Word pairs – or collocations – are combinations of words that are statistically likely to appear together in text and in spoken language.

For example, ‘appetite’ is a collocate for ‘voracious’, and ‘plan’ is a collocate for ‘devious’, but the concept also applies to phrases, such as ‘bride and groom’ or ‘fish and chips’.

Collocations are such an ingrained concept, that certain phrases sound odd to us when a word isn’t followed by its usual partner, e.g. ‘bride and broom’ or ‘fish and peas’. This is because collocations form part of what is called ‘formulaic language’, which encompasses all the phrases, word pairs and whole sentences that we analyse as a single unit, as a ‘big word’, instead of as a union of two or more words.
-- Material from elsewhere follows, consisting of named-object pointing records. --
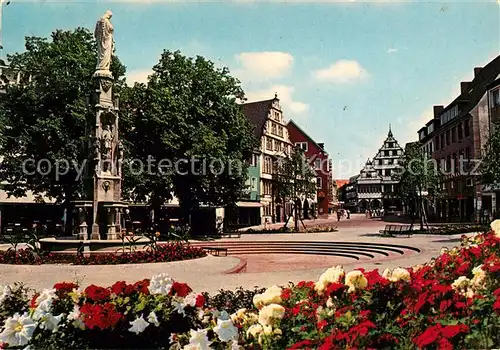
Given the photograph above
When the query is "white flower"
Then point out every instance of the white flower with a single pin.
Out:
(5, 292)
(255, 330)
(235, 346)
(138, 325)
(179, 307)
(50, 322)
(198, 340)
(270, 296)
(153, 319)
(270, 313)
(160, 284)
(461, 283)
(18, 330)
(226, 330)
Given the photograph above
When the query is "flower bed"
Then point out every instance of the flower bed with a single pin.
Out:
(451, 302)
(161, 253)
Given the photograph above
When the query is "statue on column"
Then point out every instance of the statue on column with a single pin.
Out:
(105, 44)
(96, 154)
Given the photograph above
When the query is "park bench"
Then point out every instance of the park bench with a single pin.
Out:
(394, 230)
(215, 250)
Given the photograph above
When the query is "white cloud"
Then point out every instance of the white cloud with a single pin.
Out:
(138, 76)
(263, 66)
(285, 95)
(342, 71)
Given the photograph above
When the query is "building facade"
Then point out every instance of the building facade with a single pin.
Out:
(455, 137)
(320, 161)
(270, 128)
(375, 187)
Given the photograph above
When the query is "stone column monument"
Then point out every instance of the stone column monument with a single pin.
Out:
(103, 171)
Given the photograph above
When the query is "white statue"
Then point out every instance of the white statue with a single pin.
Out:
(105, 44)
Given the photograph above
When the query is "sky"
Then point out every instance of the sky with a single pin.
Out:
(344, 71)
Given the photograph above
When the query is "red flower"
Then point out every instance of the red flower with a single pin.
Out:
(181, 289)
(429, 336)
(444, 344)
(122, 288)
(142, 286)
(97, 293)
(100, 316)
(200, 300)
(452, 330)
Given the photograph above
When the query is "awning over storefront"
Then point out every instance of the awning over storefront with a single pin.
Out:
(249, 204)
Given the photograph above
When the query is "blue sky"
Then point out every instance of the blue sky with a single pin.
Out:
(343, 70)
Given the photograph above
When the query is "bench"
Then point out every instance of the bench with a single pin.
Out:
(393, 230)
(215, 250)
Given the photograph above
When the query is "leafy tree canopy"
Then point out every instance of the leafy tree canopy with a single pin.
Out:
(188, 120)
(45, 116)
Nonetheless, out of all the words in the English language, how is it possible to know when two words belong together? How can we know which words constitute a single ‘big word’? Thanks to modern technology, bodies of texts – anything from entire novels to 140-character tweets – can be scrutinised and mined for the patterns of how English behaves in the wild.

Collocations and formulaic language are key aspects of vocabulary and language learning because studies have shown that we rely on them a lot more than we previously thought. Although experts have not been able to determine the exact percentage of formulaic language in an English conversation between native speakers, there seems to be a general agreement that it is astoundingly large.
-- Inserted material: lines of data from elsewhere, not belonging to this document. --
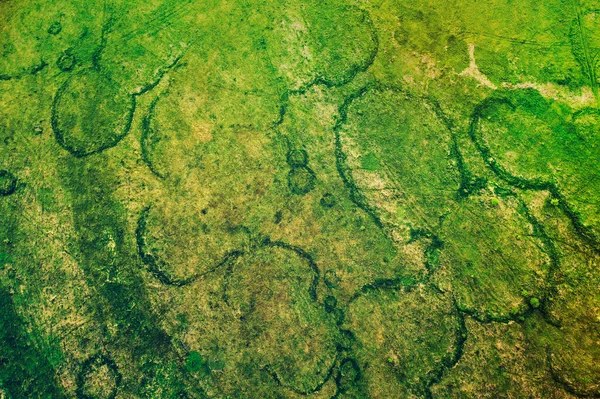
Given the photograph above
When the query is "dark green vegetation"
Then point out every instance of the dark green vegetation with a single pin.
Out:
(279, 199)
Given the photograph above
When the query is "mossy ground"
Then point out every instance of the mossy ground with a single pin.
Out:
(281, 199)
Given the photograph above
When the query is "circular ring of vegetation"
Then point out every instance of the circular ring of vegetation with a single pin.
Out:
(66, 62)
(90, 113)
(8, 183)
(301, 180)
(297, 158)
(88, 367)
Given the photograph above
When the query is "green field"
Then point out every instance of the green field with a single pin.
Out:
(335, 199)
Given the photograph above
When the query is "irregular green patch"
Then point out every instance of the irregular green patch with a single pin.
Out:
(25, 371)
(491, 254)
(273, 293)
(91, 113)
(536, 143)
(407, 339)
For example, Oppenheim (2000) found between 48 and 80 percent of his data consisted of identical strings, while Erman and Warren (2000) claimed that 52% to 58% of the language they analyzed was formulaic. This means that only half or less of what we say is actually made up on the spot, the other half are pre-made strings of words that we have stored in our long-term memory.

This is why children learning vocabulary must encounter the new word alongside its word pairs to gain a full understanding of the various contexts and formulas in which it can be used. Since there is no definite list or database where this information is compiled, we took matters into our own hands. And the rest is history.

References:

Ellis, N. (1996). Sequencing in SLA: Phonological Memory, Chunking, and Points of Order. Studies in Second Language Acquisition, 18(1), 91-126. doi:10.1017/S0272263100014698

Erman, B., & Warren, B. (2000). The idiom principle and the open choice principle. Text, 20, 29–62.

Oppenheim, N. (2000). The importance of recurrent sequences for non-native speaker fluency and cognition. In H. Riggenbach (Ed.), Perspectives on fluency (pp. 220–240). Ann Arbor: University of Michigan Press.